Panter ist weder eine Event-Agentur, und wir sind auch kein professioneller Party-Organisator. Was uns allerdings zur Verfügung steht, ist das gesamte Ökosystem des Impact Hub Zürich mit seiner wunderbaren Location, dem Kraftwerk. Wie sonst könnten wir – statt den üblichen Weihnachts-Aktionen – bestmöglich zeigen, was wir Tag für Tag leisten?
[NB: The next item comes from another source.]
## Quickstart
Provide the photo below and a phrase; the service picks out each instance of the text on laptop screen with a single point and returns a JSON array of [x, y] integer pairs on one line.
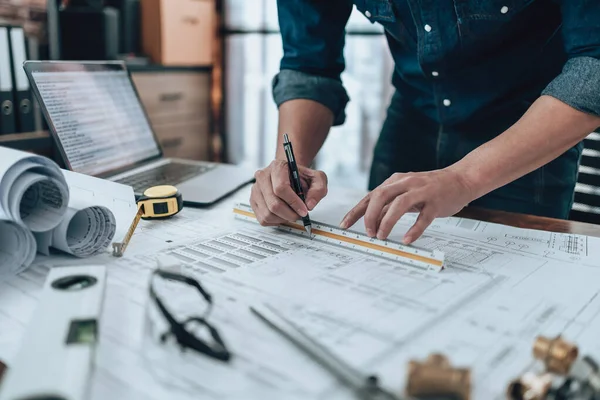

Der Entscheid, die Panter Party vollständig agil zu entwickeln, war selbstverständlich. Effektiv haben wir einen vollständigen Sprint eingesetzt, um aus dem Konzept das MVP (minimum viable product) – genau das, was wir alle erleben und hoffentlich genossen hatten – zu entwickeln. Dabei ging es neben den organisatorischen Fragen rund um die Location, Catering, Personal- und Ablaufplanung auch um die Einladung, das Onboarding via Website bzw. unseren “Panto-Bot”. Bei Panter sind wir immer auch auf der Suche nach den besten Team-Mitgliedern. Dank diesem Zugang wollen wir potenziell interessierten Personen vermitteln, wie wir mit innovativen Technologien und besonderen Anwendungsfällen umgehen.
Alle aktuellen Jobs finden sich übrigens auf panter.ch/jobs.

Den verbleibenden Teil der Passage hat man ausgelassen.